Вот оно что! Вот отчего он так странно возбужден и нов,- видно, у них с Книппер все решилось. Неужели? Неужели он все-таки сделает это? Но зачем? И с языка едва не сорвалось вслух: зачем?

Чехов глядел весело и умно, все понимая, продолжал улыбаться и едва ли не с вызовом постукивал тростью: мол, вот так-то, батенька, сам знаю, что ни к чему, но вот так вот.

- Пойдем-ка с солнышка,- он вдруг легко поднялся и покашлял,- что-то совсем по-весеннему припекает. И не глядите на меня так жалостно, будто хороните. Выпейте лучше еще шампанского да расскажите, что нового, что вы поделываете. А умру я, Иван Алексеич,- он дотронулся до лацкана пальто тоже вставшего Бунина,- еще не скоро, лет через шесть...

Этот солнечный день оказался последним в короткой февральской оттепели. Ночью опять волновалось море,- теперь, в "Ялте", шум его слышался рядом,утром повалили через Яйлу синие тучи, и вся последующая неделя была хоть и тепла, но пасмурна, с долгими дождичками, ветрами до середины дня, ранними сумерками.

Каждый день он бывал у Чехова. Или с утра до обеда, или с обеда до позднего вечера, а то и весь день. Чехов шутливо-театрально прикладывал ладони к груди, с поклоном просил: "Не покидайте, Иван Алексеич, посидите, давайте еще о литературе поговорим..." - и смеялся глазами, насмешничал, словно снимая шуткой все то серьезное, о чем они еще час назад говорили.
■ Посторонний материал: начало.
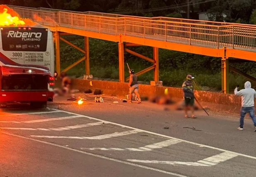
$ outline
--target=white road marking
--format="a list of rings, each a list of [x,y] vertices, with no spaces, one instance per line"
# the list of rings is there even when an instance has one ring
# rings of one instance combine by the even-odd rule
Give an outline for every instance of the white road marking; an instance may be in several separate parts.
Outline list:
[[[27,120],[27,121],[22,121],[21,122],[23,123],[37,123],[39,122],[48,122],[49,121],[52,121],[52,120],[65,120],[65,119],[69,119],[74,118],[77,118],[79,117],[81,117],[83,116],[80,116],[76,115],[76,116],[66,116],[66,117],[62,117],[60,118],[49,118],[46,119],[37,119],[34,120]]]
[[[168,140],[164,141],[158,143],[154,143],[152,144],[145,146],[144,146],[140,147],[138,148],[81,148],[80,149],[82,150],[102,150],[102,151],[150,151],[154,149],[161,149],[165,147],[167,147],[172,144],[175,144],[177,143],[181,142],[180,141],[178,141],[176,139],[168,139]]]
[[[237,155],[234,153],[224,152],[219,154],[217,154],[215,156],[208,157],[203,160],[198,160],[196,162],[149,160],[137,159],[127,159],[127,160],[132,162],[139,162],[141,163],[160,163],[173,165],[183,165],[188,166],[211,167],[212,166],[215,165],[221,162],[223,162],[228,160],[231,159],[237,156],[238,156]]]
[[[104,139],[113,137],[118,137],[122,136],[128,135],[141,132],[141,131],[132,130],[122,132],[115,132],[110,134],[102,135],[94,137],[65,137],[63,136],[45,136],[45,135],[30,135],[31,137],[36,138],[66,138],[68,139]]]
[[[5,130],[37,130],[35,128],[23,128],[23,127],[1,127],[1,129]]]
[[[51,109],[53,110],[57,110],[57,109]],[[119,124],[119,123],[115,123],[112,122],[105,121],[105,120],[102,120],[102,119],[98,119],[98,118],[93,118],[93,117],[92,117],[88,116],[84,116],[84,115],[81,115],[81,114],[77,114],[76,113],[71,113],[71,112],[69,112],[66,111],[62,111],[63,112],[64,112],[64,113],[69,113],[69,114],[71,113],[71,114],[73,114],[73,115],[79,116],[81,117],[85,117],[85,118],[88,118],[89,119],[95,120],[98,120],[98,121],[104,121],[105,123],[109,123],[109,124],[115,125],[118,125],[118,126],[120,126],[120,127],[123,127],[127,128],[129,128],[129,129],[133,129],[133,130],[139,130],[139,131],[141,131],[141,132],[145,132],[145,133],[149,133],[149,134],[151,134],[151,135],[154,135],[159,136],[160,137],[164,137],[170,139],[176,139],[176,140],[180,141],[181,141],[182,142],[188,143],[190,144],[194,144],[194,145],[196,145],[196,146],[199,146],[200,147],[206,147],[206,148],[207,148],[211,149],[215,149],[215,150],[218,150],[218,151],[222,151],[222,152],[226,152],[230,153],[233,153],[234,154],[237,155],[237,156],[242,156],[243,157],[247,157],[248,158],[251,158],[251,159],[256,159],[256,157],[254,157],[254,156],[249,156],[249,155],[248,155],[244,154],[243,153],[237,153],[237,152],[232,152],[232,151],[228,151],[228,150],[227,150],[222,149],[221,148],[217,148],[217,147],[211,146],[208,146],[208,145],[205,145],[205,144],[200,144],[200,143],[195,143],[194,142],[190,142],[189,141],[185,140],[184,139],[180,139],[179,138],[175,138],[174,137],[170,137],[169,136],[165,135],[164,135],[160,134],[159,133],[155,133],[154,132],[150,132],[149,131],[145,130],[140,129],[137,128],[134,128],[134,127],[130,127],[129,126],[127,126],[127,125],[124,125],[120,124]]]
[[[82,128],[84,127],[90,127],[91,126],[98,125],[101,125],[104,122],[98,122],[94,123],[89,123],[86,124],[78,125],[74,126],[70,126],[65,127],[61,127],[59,128],[24,128],[20,127],[0,127],[0,129],[5,130],[44,130],[44,131],[63,131],[71,129],[74,129],[75,128]]]
[[[224,152],[219,154],[208,157],[201,160],[197,161],[197,162],[215,165],[220,162],[224,162],[237,156],[238,156],[237,155],[234,153]]]
[[[105,123],[104,122],[98,122],[93,123],[87,123],[85,124],[82,124],[82,125],[76,125],[73,126],[68,126],[68,127],[61,127],[59,128],[49,128],[50,130],[56,130],[56,131],[63,131],[66,130],[70,130],[70,129],[75,129],[76,128],[84,128],[85,127],[90,127],[91,126],[95,126],[95,125],[102,125],[103,123]]]
[[[18,122],[17,121],[0,120],[0,123],[21,123],[20,122]]]
[[[104,156],[100,156],[100,155],[99,155],[95,154],[94,153],[88,153],[88,152],[85,152],[84,151],[80,151],[80,150],[77,150],[77,149],[72,149],[72,148],[69,148],[69,147],[68,147],[64,146],[63,146],[59,145],[58,144],[54,144],[54,143],[49,143],[49,142],[44,142],[44,141],[43,141],[39,140],[38,140],[38,139],[34,139],[33,138],[28,138],[28,137],[22,137],[22,136],[17,135],[15,135],[15,134],[11,134],[11,133],[7,133],[7,132],[0,132],[0,133],[3,133],[3,134],[8,135],[9,135],[14,136],[16,137],[18,137],[19,138],[23,138],[23,139],[29,139],[30,140],[34,141],[35,141],[35,142],[44,143],[44,144],[48,144],[48,145],[51,145],[51,146],[56,146],[56,147],[59,147],[59,148],[65,149],[67,149],[67,150],[69,150],[70,151],[75,151],[75,152],[79,152],[80,153],[83,153],[84,154],[86,154],[86,155],[89,155],[89,156],[94,156],[94,157],[98,157],[98,158],[102,158],[102,159],[104,159],[108,160],[111,160],[111,161],[113,161],[114,162],[118,162],[118,163],[122,163],[122,164],[124,164],[129,165],[132,165],[132,166],[134,166],[134,167],[139,167],[139,168],[144,168],[144,169],[145,169],[150,170],[151,170],[154,171],[155,172],[161,172],[161,173],[165,173],[165,174],[168,174],[168,175],[170,175],[175,176],[178,177],[189,177],[188,176],[185,176],[185,175],[182,175],[178,174],[177,173],[173,173],[173,172],[167,172],[166,171],[164,171],[164,170],[159,170],[159,169],[157,169],[156,168],[151,168],[151,167],[146,167],[146,166],[144,166],[144,165],[138,165],[138,164],[135,164],[135,163],[131,163],[129,162],[126,162],[125,161],[122,161],[122,160],[117,160],[117,159],[115,159],[115,158],[109,158],[109,157],[105,157]]]
[[[51,111],[43,111],[43,112],[34,112],[33,113],[14,113],[4,114],[4,116],[24,116],[28,115],[34,115],[34,114],[50,114],[54,113],[59,113],[62,112],[61,110],[55,110]]]
[[[61,111],[56,111],[56,112],[54,111],[48,111],[48,113],[51,113],[54,112],[61,112]],[[36,113],[46,113],[46,112],[41,112]],[[32,113],[33,113],[33,114]],[[30,114],[36,114],[36,113],[30,113]],[[14,114],[15,115],[15,114]],[[27,115],[28,114],[24,113],[24,115]],[[0,121],[0,123],[37,123],[39,122],[47,122],[49,121],[52,121],[52,120],[64,120],[64,119],[71,119],[73,118],[76,118],[78,117],[84,117],[83,116],[80,116],[78,115],[75,115],[70,116],[66,116],[66,117],[62,117],[59,118],[49,118],[47,119],[37,119],[34,120],[26,120],[26,121],[5,121],[5,120],[1,120]]]

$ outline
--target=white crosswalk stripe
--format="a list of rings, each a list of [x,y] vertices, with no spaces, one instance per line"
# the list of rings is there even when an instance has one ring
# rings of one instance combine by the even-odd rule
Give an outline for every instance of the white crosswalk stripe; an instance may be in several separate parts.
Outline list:
[[[141,132],[141,131],[137,130],[129,130],[122,132],[115,132],[110,134],[102,135],[101,135],[95,136],[94,137],[68,137],[62,136],[45,136],[45,135],[30,135],[31,137],[35,138],[65,138],[68,139],[104,139],[114,137],[118,137],[122,136],[128,135]]]
[[[207,157],[204,159],[198,160],[196,162],[179,162],[176,161],[161,161],[151,160],[137,159],[127,159],[128,161],[132,162],[139,162],[146,163],[159,163],[167,165],[183,165],[187,166],[200,166],[204,167],[210,167],[219,163],[221,162],[231,159],[238,156],[234,153],[224,152],[219,154]]]
[[[63,131],[71,129],[75,129],[76,128],[79,128],[90,127],[92,126],[98,125],[102,124],[104,122],[98,122],[94,123],[89,123],[86,124],[78,125],[74,126],[69,126],[65,127],[60,127],[59,128],[27,128],[27,127],[0,127],[0,129],[5,130],[44,130],[44,131]]]
[[[161,149],[163,147],[167,147],[172,144],[181,142],[180,141],[176,139],[168,139],[163,142],[154,143],[154,144],[149,144],[144,146],[140,147],[137,148],[81,148],[82,150],[102,150],[102,151],[150,151],[154,149]]]

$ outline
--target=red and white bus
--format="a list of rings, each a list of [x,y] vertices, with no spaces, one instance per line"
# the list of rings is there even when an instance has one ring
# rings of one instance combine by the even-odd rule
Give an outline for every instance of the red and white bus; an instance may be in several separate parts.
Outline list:
[[[46,106],[53,101],[53,35],[41,26],[0,30],[0,102]]]

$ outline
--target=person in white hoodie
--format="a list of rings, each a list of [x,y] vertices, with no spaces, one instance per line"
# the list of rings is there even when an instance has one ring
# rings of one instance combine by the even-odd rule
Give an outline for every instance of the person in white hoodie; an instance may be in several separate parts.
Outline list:
[[[242,107],[240,113],[240,126],[238,130],[244,130],[244,120],[247,113],[249,113],[254,124],[254,131],[256,132],[256,116],[254,108],[254,98],[256,97],[255,90],[251,88],[251,83],[247,81],[244,83],[244,89],[238,91],[238,87],[235,89],[235,95],[242,96]]]

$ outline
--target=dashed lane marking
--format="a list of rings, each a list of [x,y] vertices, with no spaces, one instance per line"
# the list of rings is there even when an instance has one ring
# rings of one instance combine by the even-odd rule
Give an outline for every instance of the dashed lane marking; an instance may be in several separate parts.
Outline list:
[[[99,158],[101,158],[103,159],[106,159],[106,160],[111,160],[114,162],[118,162],[119,163],[121,163],[124,164],[126,164],[126,165],[132,165],[134,167],[139,167],[140,168],[144,168],[145,169],[147,169],[147,170],[153,170],[153,171],[154,171],[155,172],[161,172],[162,173],[165,173],[165,174],[168,174],[168,175],[173,175],[173,176],[175,176],[176,177],[189,177],[188,176],[185,176],[185,175],[180,175],[180,174],[178,174],[178,173],[173,173],[172,172],[168,172],[167,171],[164,171],[164,170],[159,170],[159,169],[158,169],[156,168],[154,168],[151,167],[146,167],[146,166],[144,166],[144,165],[138,165],[138,164],[136,164],[135,163],[132,163],[131,162],[127,162],[125,161],[122,161],[122,160],[118,160],[118,159],[116,159],[115,158],[111,158],[110,157],[105,157],[104,156],[100,156],[99,155],[97,155],[97,154],[95,154],[94,153],[88,153],[88,152],[85,152],[84,151],[80,151],[79,150],[77,150],[77,149],[75,149],[72,148],[69,148],[68,147],[66,147],[66,146],[61,146],[61,145],[59,145],[58,144],[54,144],[54,143],[50,143],[50,142],[44,142],[43,141],[41,141],[38,139],[34,139],[33,138],[28,138],[27,137],[22,137],[22,136],[20,136],[20,135],[15,135],[15,134],[12,134],[12,133],[8,133],[7,132],[0,132],[0,133],[3,133],[5,134],[6,134],[6,135],[11,135],[11,136],[14,136],[15,137],[18,137],[19,138],[23,138],[24,139],[29,139],[30,140],[32,140],[32,141],[34,141],[35,142],[40,142],[41,143],[44,143],[46,144],[48,144],[48,145],[50,145],[51,146],[53,146],[56,147],[58,147],[61,148],[63,148],[66,149],[67,149],[67,150],[69,150],[70,151],[72,151],[74,152],[79,152],[80,153],[81,153],[84,154],[86,154],[86,155],[88,155],[89,156],[93,156],[94,157],[98,157]]]
[[[46,119],[37,119],[31,120],[26,120],[26,121],[0,121],[0,123],[37,123],[39,122],[48,122],[49,121],[53,120],[61,120],[69,119],[74,118],[77,118],[79,117],[84,117],[83,116],[70,116],[62,117],[56,118],[49,118]]]
[[[176,161],[160,161],[149,160],[144,160],[127,159],[127,160],[132,162],[137,162],[145,163],[160,163],[162,164],[178,165],[182,165],[188,166],[200,166],[204,167],[211,167],[221,162],[231,159],[238,156],[234,153],[224,152],[219,154],[208,157],[203,160],[198,160],[196,162],[179,162]]]
[[[139,132],[141,130],[132,130],[122,132],[115,132],[110,134],[102,135],[94,137],[65,137],[62,136],[44,136],[44,135],[30,135],[31,137],[35,138],[66,138],[68,139],[104,139],[114,137],[118,137],[122,136],[134,134]]]
[[[0,129],[4,130],[43,130],[43,131],[63,131],[71,129],[75,129],[76,128],[82,128],[85,127],[90,127],[92,126],[98,125],[102,124],[104,122],[98,122],[94,123],[89,123],[86,124],[78,125],[74,126],[69,126],[68,127],[60,127],[59,128],[24,128],[20,127],[0,127]]]
[[[101,151],[151,151],[154,149],[158,149],[163,148],[165,147],[167,147],[169,146],[175,144],[177,143],[181,142],[180,141],[177,140],[176,139],[168,139],[166,141],[159,142],[158,143],[154,143],[152,144],[145,146],[144,146],[140,147],[137,148],[81,148],[81,150],[101,150]]]
[[[3,116],[24,116],[27,115],[34,115],[34,114],[50,114],[51,113],[59,113],[62,112],[61,110],[55,110],[52,111],[43,111],[43,112],[34,112],[33,113],[13,113],[4,114]],[[0,123],[2,121],[0,121]]]

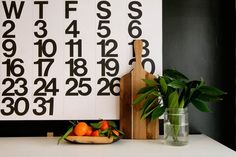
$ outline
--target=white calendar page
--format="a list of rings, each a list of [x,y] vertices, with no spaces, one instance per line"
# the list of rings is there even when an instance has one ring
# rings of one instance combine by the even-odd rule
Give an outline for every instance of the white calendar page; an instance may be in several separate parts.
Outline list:
[[[0,23],[0,120],[119,119],[134,39],[162,72],[161,0],[1,0]]]

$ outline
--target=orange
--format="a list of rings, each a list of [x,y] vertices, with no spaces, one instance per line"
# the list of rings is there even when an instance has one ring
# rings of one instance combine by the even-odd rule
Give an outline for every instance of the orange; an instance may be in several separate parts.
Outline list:
[[[91,136],[93,133],[93,128],[91,126],[88,126],[88,130],[87,132],[85,133],[85,136]]]
[[[109,123],[108,123],[108,121],[103,120],[103,121],[101,121],[100,123],[101,123],[100,129],[101,129],[102,131],[104,131],[104,130],[106,130],[106,129],[109,128]]]
[[[112,130],[113,134],[115,134],[116,136],[119,136],[119,132],[117,130]]]
[[[84,136],[88,130],[88,125],[85,122],[79,122],[74,128],[74,133],[77,136]]]
[[[99,136],[99,131],[98,131],[98,130],[95,130],[95,131],[92,133],[92,136]]]

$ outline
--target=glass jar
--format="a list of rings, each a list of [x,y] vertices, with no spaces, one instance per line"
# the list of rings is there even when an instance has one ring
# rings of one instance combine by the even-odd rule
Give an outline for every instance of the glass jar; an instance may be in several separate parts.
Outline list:
[[[164,113],[164,139],[169,145],[188,143],[189,123],[187,108],[167,108]]]

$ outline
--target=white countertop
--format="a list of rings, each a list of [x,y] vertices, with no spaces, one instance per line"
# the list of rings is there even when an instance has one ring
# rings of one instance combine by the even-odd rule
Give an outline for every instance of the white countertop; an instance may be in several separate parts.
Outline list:
[[[205,135],[191,135],[186,146],[163,140],[124,140],[112,144],[57,145],[58,137],[1,137],[0,157],[236,157],[236,152]]]

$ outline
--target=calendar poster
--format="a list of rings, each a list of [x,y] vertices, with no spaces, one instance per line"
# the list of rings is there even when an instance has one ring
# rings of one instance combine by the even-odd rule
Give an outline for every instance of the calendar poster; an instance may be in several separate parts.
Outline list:
[[[120,77],[162,72],[161,0],[1,0],[0,120],[119,119]]]

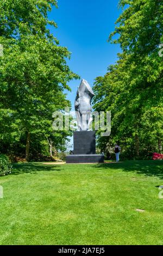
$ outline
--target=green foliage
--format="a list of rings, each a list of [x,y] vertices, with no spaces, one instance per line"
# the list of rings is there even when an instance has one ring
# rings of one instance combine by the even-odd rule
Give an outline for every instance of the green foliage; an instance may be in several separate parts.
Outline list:
[[[78,78],[66,64],[70,53],[47,28],[56,27],[47,16],[53,5],[55,0],[0,3],[1,148],[27,160],[30,151],[48,154],[47,138],[57,149],[70,135],[52,127],[53,113],[70,106],[64,93],[70,90],[67,82]]]
[[[109,40],[122,52],[94,86],[94,108],[111,111],[112,118],[111,136],[99,138],[98,147],[107,151],[118,142],[126,157],[150,157],[163,141],[163,7],[158,0],[120,3],[124,8]]]
[[[9,157],[2,154],[0,154],[0,176],[4,176],[11,173],[11,166]]]
[[[162,245],[162,161],[14,164],[0,178],[0,244]]]

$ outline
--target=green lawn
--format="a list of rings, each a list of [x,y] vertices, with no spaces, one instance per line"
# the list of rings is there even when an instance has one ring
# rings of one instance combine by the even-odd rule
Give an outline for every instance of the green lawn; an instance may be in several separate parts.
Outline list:
[[[1,245],[163,244],[163,161],[15,164],[0,185]]]

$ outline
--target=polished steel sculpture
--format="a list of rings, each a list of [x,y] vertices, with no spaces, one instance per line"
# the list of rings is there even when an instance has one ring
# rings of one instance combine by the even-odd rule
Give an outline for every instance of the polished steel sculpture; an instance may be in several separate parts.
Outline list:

А говорили все время о важном, радостно обнаруживая опять друг в друге одинаковый взгляд на литературу, на писателей, на законы и задачи искусства,- эти разговоры действовали так возбуждающе, порождали такую уверенность, что потом он едва не бегом бежал в гостиницу, к столу, чтобы тут же сесть и работать. Но все написанное казалось пустым и скверным, странно-мелким, кукольным, и оказывается, надо было не писать, а думать. Думать, как писать. Как и что.